元倉と二人っきりでいやに白い蛍光灯が照らす会議室に残された将を沈黙が追い詰める。

息をするのも苦しいような……緊張感に圧迫されて、すでに将は、対峙する元倉の顔をまともに見ることができない。

「急に芸能活動をやめて受験に専念するというからには、よほど何か事情があるのだろう」

元倉は静かな口調で切り出した。

……そうだ。事情があるんだ。だからわかってほしい……将は下を向いたまま念じるしかない。

「だがな。僕は、そんな責任感のない行為を許すことができない。……君は、芸能界を辞めて、お父さんと同じ道を目指すつもりなのか」

つまり、政治家になるつもりか、と訊いてくる。

将の実家が、明治維新から続く政治家の家系だということを知っているのだろう。

「だがな。そもそも、たった1つの仕事をやり遂げられないようなヤツが、国の舵取りを出来るはずがない」

政治家になれるかどうかは知らない。今は、何にも優先して東大に入らなくてはならないのだ……。将は苦しい胸の中で言い訳をする。

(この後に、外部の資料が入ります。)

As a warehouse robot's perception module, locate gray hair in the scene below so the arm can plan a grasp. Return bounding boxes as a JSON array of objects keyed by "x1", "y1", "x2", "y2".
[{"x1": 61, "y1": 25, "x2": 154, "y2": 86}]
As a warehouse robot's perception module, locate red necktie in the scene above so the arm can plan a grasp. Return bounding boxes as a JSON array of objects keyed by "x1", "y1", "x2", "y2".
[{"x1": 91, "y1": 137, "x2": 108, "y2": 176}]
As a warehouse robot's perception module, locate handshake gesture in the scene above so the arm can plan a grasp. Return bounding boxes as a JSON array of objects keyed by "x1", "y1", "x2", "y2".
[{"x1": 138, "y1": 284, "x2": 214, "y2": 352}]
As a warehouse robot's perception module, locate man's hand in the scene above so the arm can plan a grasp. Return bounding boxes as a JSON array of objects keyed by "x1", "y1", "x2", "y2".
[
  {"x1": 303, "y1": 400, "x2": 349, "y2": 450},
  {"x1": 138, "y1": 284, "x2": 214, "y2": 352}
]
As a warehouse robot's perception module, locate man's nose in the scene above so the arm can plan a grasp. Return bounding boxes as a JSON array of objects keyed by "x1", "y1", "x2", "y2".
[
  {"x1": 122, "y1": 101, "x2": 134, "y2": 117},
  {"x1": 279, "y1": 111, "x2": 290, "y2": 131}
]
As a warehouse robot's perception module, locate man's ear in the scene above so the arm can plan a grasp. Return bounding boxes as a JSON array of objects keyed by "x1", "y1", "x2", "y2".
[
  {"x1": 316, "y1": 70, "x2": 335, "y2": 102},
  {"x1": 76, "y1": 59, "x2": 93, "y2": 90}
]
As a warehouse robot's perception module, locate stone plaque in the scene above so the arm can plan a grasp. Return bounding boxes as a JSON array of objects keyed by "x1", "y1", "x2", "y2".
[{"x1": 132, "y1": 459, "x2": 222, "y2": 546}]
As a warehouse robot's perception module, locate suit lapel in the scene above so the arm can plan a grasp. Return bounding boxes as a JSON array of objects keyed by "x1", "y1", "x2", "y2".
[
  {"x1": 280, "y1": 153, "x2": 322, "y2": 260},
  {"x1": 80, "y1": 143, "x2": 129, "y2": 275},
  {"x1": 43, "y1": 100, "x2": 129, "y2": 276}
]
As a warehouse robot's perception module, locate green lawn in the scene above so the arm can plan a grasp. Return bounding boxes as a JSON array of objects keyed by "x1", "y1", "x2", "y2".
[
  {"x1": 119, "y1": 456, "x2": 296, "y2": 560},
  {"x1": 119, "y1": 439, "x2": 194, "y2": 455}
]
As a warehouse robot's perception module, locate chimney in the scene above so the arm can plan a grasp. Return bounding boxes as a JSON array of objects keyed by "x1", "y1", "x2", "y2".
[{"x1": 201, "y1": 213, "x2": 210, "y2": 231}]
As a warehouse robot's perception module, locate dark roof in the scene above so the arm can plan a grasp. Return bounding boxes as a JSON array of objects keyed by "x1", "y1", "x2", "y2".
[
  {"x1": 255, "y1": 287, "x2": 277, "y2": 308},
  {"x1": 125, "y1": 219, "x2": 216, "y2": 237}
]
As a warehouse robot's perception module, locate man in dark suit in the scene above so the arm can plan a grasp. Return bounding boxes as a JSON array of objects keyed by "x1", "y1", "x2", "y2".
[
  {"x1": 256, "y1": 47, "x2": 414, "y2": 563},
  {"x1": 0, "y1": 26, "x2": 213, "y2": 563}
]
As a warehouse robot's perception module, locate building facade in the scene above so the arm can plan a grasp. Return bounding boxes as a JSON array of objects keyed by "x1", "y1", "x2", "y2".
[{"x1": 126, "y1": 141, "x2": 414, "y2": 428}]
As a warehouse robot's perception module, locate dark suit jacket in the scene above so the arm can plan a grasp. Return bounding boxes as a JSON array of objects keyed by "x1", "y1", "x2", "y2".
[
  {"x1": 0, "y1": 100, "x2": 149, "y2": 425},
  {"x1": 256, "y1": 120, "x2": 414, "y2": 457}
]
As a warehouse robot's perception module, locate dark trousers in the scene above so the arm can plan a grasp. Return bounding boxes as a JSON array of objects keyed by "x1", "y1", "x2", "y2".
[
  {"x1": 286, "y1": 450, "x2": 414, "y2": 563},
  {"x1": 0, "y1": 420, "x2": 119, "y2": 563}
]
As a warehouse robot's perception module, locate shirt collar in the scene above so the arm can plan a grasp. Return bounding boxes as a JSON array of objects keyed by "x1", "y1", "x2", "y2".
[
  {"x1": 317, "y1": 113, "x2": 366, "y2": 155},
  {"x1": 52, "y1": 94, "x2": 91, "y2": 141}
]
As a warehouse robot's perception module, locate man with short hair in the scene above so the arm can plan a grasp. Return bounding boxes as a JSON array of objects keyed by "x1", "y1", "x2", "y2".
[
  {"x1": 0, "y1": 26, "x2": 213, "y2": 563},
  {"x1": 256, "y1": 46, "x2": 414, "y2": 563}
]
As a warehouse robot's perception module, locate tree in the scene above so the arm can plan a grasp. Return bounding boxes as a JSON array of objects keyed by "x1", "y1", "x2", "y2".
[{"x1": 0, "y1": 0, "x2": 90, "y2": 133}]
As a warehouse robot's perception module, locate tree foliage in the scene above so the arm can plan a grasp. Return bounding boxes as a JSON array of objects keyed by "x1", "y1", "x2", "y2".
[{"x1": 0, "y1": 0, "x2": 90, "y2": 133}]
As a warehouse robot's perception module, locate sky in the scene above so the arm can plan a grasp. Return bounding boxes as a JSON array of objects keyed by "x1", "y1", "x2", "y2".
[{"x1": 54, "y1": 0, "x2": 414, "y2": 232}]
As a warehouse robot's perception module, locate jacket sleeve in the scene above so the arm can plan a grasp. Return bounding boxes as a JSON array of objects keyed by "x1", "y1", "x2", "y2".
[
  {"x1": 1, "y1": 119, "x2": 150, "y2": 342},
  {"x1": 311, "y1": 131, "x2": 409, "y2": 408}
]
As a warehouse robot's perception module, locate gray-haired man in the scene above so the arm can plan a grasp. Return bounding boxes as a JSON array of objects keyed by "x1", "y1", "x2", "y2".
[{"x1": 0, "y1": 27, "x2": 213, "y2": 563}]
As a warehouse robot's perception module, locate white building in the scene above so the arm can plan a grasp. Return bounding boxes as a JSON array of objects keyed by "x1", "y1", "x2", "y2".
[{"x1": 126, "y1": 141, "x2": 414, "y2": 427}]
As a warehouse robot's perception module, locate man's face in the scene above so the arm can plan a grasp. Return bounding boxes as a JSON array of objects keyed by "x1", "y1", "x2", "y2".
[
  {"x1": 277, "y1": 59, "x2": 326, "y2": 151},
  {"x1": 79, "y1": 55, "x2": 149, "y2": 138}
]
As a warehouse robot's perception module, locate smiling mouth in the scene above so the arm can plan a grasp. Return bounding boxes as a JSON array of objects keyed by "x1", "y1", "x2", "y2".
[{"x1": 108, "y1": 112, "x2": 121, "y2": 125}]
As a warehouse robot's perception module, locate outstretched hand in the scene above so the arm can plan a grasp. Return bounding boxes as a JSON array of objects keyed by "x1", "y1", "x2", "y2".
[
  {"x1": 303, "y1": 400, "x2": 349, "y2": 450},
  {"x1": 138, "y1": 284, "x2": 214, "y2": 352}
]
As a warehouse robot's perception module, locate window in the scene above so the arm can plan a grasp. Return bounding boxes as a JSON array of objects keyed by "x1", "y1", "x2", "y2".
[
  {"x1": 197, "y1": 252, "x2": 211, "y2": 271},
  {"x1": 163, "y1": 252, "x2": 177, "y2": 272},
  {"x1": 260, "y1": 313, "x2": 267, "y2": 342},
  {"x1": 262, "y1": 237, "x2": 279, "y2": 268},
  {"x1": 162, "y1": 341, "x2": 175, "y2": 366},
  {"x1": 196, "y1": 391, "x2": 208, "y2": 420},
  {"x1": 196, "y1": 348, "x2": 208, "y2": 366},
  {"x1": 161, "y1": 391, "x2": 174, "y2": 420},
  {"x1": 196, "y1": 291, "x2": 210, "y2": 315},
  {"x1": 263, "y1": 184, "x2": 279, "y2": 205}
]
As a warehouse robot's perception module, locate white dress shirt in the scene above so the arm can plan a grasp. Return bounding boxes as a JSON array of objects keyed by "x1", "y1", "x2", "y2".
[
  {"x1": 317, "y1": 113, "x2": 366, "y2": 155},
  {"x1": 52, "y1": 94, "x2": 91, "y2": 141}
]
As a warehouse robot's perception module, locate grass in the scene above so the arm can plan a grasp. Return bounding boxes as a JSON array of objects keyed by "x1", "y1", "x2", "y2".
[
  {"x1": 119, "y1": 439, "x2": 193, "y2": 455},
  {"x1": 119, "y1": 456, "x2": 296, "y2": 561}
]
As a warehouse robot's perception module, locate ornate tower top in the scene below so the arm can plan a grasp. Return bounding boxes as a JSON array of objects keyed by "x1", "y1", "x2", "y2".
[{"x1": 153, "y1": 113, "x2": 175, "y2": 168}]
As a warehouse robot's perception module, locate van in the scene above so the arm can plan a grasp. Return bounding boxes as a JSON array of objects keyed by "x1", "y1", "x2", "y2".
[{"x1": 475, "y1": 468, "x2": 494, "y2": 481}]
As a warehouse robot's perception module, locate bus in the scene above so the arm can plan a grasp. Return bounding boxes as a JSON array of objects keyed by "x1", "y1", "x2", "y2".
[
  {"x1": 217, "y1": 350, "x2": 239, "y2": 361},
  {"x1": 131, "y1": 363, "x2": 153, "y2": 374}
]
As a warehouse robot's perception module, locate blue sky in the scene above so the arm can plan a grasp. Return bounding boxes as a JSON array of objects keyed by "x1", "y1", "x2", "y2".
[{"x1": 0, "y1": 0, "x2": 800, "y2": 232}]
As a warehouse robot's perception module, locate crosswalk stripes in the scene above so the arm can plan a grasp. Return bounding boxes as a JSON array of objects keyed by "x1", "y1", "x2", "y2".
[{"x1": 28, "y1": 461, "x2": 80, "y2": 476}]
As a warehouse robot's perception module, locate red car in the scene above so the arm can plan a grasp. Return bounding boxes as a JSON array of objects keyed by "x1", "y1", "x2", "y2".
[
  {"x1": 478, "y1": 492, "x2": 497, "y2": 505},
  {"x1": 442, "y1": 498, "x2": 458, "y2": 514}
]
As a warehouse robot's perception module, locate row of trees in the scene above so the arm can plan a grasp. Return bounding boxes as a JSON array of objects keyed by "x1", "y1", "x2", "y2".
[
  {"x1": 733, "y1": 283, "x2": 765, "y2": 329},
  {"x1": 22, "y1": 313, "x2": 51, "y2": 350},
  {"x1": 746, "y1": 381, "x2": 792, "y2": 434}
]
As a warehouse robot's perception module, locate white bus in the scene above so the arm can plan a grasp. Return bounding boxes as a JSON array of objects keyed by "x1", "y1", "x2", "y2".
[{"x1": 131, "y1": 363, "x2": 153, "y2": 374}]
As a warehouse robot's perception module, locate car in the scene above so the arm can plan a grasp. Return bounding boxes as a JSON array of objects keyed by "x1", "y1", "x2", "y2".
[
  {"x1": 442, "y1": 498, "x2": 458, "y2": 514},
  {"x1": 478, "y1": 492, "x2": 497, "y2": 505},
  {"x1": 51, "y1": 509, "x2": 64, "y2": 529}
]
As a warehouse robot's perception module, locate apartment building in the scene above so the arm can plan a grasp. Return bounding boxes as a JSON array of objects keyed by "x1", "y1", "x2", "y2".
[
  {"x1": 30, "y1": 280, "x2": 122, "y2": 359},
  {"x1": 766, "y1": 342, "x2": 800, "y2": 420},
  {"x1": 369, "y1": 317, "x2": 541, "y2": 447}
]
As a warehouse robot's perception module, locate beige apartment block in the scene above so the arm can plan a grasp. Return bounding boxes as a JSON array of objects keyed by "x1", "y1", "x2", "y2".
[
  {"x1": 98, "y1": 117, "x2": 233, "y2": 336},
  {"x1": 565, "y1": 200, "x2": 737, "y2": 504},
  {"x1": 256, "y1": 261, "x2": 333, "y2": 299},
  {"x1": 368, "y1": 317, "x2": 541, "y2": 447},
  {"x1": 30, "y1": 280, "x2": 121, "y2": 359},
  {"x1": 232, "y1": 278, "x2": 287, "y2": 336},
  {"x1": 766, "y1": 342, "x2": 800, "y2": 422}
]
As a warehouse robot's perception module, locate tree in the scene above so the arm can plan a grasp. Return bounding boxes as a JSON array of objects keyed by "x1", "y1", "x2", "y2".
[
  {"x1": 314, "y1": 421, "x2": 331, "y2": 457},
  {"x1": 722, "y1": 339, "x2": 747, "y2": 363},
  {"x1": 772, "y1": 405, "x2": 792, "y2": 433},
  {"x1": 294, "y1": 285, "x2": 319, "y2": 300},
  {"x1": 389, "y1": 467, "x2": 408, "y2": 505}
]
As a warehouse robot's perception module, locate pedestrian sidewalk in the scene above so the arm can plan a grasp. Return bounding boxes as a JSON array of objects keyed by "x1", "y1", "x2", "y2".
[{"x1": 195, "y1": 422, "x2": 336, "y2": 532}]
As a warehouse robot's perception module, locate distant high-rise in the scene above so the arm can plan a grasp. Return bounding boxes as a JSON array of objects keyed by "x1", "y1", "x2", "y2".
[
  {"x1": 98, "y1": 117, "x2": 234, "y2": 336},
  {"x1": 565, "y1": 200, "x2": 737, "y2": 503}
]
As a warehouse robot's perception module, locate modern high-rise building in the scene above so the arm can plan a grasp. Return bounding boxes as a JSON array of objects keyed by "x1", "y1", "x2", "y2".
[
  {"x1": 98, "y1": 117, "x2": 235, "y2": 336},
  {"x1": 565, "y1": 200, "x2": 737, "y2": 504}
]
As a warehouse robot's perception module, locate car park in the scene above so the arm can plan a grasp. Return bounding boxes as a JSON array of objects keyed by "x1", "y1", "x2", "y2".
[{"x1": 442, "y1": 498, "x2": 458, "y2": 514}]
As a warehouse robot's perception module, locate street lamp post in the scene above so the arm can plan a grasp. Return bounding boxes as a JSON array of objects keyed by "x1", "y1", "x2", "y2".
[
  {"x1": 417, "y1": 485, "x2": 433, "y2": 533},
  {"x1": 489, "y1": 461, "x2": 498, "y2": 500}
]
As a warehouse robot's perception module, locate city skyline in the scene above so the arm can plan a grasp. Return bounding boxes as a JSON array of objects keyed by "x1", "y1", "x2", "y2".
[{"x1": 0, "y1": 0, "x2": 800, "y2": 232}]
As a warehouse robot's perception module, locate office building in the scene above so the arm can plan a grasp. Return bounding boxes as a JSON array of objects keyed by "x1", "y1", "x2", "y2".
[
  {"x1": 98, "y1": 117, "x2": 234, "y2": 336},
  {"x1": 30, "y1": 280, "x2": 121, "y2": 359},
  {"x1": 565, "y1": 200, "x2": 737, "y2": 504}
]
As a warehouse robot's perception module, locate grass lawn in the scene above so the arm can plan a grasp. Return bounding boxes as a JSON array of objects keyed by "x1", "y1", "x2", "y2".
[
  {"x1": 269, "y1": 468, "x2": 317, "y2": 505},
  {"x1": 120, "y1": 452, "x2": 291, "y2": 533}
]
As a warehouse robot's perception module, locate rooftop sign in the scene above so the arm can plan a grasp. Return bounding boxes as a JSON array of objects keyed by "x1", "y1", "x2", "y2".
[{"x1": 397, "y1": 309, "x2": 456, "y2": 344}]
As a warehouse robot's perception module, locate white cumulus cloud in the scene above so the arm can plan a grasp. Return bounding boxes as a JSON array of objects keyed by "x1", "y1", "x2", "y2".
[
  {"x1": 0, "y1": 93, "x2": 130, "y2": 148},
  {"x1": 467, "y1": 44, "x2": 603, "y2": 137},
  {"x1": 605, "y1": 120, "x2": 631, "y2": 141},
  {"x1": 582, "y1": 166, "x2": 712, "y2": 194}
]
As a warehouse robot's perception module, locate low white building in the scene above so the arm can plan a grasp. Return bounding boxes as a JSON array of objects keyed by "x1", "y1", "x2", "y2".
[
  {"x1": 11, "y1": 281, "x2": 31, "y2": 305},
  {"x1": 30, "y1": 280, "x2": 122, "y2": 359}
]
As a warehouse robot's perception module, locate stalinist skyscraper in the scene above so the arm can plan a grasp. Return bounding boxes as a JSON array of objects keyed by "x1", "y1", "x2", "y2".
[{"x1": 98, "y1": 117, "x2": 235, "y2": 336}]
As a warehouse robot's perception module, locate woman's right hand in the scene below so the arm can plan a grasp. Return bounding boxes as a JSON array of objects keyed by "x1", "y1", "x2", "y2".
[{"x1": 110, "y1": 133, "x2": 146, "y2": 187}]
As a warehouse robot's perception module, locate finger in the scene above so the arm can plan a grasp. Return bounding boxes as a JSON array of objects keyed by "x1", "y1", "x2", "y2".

「仕事に対して、見てくれる視聴者に対して誠意や責任感というものをもてない男が、受験に成功したところで何になる」

――元倉さんは、俺の事情を、何もわかっていないのだ。

将は息も絶え絶えの心でむなしく反駁する。

「誰もついてくるものか」

そういうと元倉は立ち上がった。部屋を出て行くのではない。

元倉は夜景を映す窓辺に立つと、煙草に火をつけた。

「君は、なぜ、この仕事を請けたのか」

元倉は、煙に眉をしかめながら将に問い掛けてきた。

聡のためだ。将は心の中で、即答した。

聡のために……、聡とのことを世間に認められるために、早く実力派俳優になりたかった。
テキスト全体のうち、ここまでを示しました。